Thread overview
Suggestion: noInternalPointers property
Aug 06, 2008
dsimcha
Aug 07, 2008
Sean Kelly
Aug 07, 2008
BCS
Aug 07, 2008
dsimcha
August 06, 2008
As I've mentioned previously, D's partially conservative garbage collection is
often a significant limitation for me when working with large amounts of data.
 As a workaround, I'd like to suggest that the GC be given a
noInternalPointers function.  When called with a pointer to the start of a
block, it would tell the GC to only consider pointers to the start of the
block, not internal pointers.  This would prevent false pointers from wreaking
havoc on large data structures.  In exchange, you'd have to be careful that a
reference to the start of the data structure was somewhere on the stack.  Of
course, you could still pass internal around all you wanted as long as you
didn't try to return an internal pointer from the function that allocated the
data structure.

The noInternalPointers property could also be a property of builtin dynamic arrays.  Appending a large amount of times to a large array breaks the GC in the current form because, when the array gets reallocated, the old memory blocks are not necessarily cleaned up due to the false pointer problem.  If an array has the noInternalPointers property, every time it is reallocated due to resizing, the pointer to the start of it would be automatically marked with the noInternalPointers attribute.

Does all this sound feasible/reasonable?
August 07, 2008
== Quote from dsimcha (dsimcha@yahoo.com)'s article
> As I've mentioned previously, D's partially conservative garbage collection is
> often a significant limitation for me when working with large amounts of data.
>  As a workaround, I'd like to suggest that the GC be given a
> noInternalPointers function.  When called with a pointer to the start of a
> block, it would tell the GC to only consider pointers to the start of the
> block, not internal pointers.  This would prevent false pointers from wreaking
> havoc on large data structures.  In exchange, you'd have to be careful that a
> reference to the start of the data structure was somewhere on the stack.  Of
> course, you could still pass internal around all you wanted as long as you
> didn't try to return an internal pointer from the function that allocated the
> data structure.
> The noInternalPointers property could also be a property of builtin dynamic
> arrays.  Appending a large amount of times to a large array breaks the GC in
> the current form because, when the array gets reallocated, the old memory
> blocks are not necessarily cleaned up due to the false pointer problem.  If an
> array has the noInternalPointers property, every time it is reallocated due to
> resizing, the pointer to the start of it would be automatically marked with
> the noInternalPointers attribute.
> Does all this sound feasible/reasonable?
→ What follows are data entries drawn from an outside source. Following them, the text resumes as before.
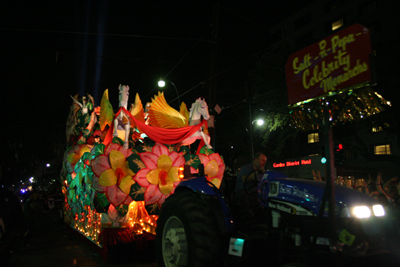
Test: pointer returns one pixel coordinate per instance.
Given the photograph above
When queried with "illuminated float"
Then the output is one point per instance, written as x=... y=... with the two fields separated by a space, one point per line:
x=119 y=168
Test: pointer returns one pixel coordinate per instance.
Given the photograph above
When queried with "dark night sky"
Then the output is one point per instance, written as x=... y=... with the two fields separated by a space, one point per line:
x=53 y=49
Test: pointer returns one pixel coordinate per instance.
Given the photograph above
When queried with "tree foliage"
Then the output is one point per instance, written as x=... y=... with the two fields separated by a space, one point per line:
x=267 y=84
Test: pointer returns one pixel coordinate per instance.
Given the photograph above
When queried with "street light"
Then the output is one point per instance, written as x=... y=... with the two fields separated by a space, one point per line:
x=161 y=84
x=259 y=122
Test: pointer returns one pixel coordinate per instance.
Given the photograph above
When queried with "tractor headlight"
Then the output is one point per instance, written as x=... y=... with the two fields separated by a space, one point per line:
x=362 y=212
x=378 y=210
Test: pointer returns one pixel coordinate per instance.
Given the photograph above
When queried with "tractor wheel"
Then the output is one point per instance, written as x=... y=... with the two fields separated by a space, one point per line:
x=187 y=232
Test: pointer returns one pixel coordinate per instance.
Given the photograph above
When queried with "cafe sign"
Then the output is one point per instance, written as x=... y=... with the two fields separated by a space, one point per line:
x=334 y=63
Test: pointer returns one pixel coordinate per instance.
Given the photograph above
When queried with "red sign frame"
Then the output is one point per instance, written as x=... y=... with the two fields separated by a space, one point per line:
x=334 y=63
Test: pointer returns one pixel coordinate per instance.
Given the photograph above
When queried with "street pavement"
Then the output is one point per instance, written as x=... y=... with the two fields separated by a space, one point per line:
x=55 y=244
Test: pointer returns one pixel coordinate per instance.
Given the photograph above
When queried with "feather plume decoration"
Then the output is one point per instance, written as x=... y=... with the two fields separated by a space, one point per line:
x=160 y=114
x=106 y=112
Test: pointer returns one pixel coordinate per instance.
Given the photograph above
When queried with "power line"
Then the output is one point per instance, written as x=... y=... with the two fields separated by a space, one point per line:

It means that slices of an array won't keep the array data alive, but other than that I think it's reasonable.


Sean
August 07, 2008
Reply to Sean,

> == Quote from dsimcha (dsimcha@yahoo.com)'s article
> 
>> As I've mentioned previously, D's partially conservative garbage
>> collection is
>> often a significant limitation for me when working with large amounts
>> of data.
>> As a workaround, I'd like to suggest that the GC be given a
>> noInternalPointers function.  When called with a pointer to the start
>> of a
>> block, it would tell the GC to only consider pointers to the start of
>> the
>> block, not internal pointers.  This would prevent false pointers from
>> wreaking
>> havoc on large data structures.  In exchange, you'd have to be
>> careful that a
>> reference to the start of the data structure was somewhere on the
>> stack.  Of
>> course, you could still pass internal around all you wanted as long
>> as you
>> didn't try to return an internal pointer from the function that
>> allocated the
>> data structure.
>> The noInternalPointers property could also be a property of builtin
>> dynamic
>> arrays.  Appending a large amount of times to a large array breaks
>> the GC in
>> the current form because, when the array gets reallocated, the old
>> memory
>> blocks are not necessarily cleaned up due to the false pointer
>> problem.  If an
>> array has the noInternalPointers property, every time it is
>> reallocated due to
>> resizing, the pointer to the start of it would be automatically
>> marked with
>> the noInternalPointers attribute.
>> Does all this sound feasible/reasonable?
> It means that slices of an array won't keep the array data alive, but
> other than that I think it's reasonable.
> 
> Sean
> 

IIRC there is a contains pointers flag in the GC (and that's all I remember)


August 07, 2008
Yeah, I was actually just looking at that today.  That flag specifies whether the GC-allocated block could contain pointers to *other* GC-allocated blocks, not whether there could be pointers, i.e. from the stack, pointing internally *into* the block.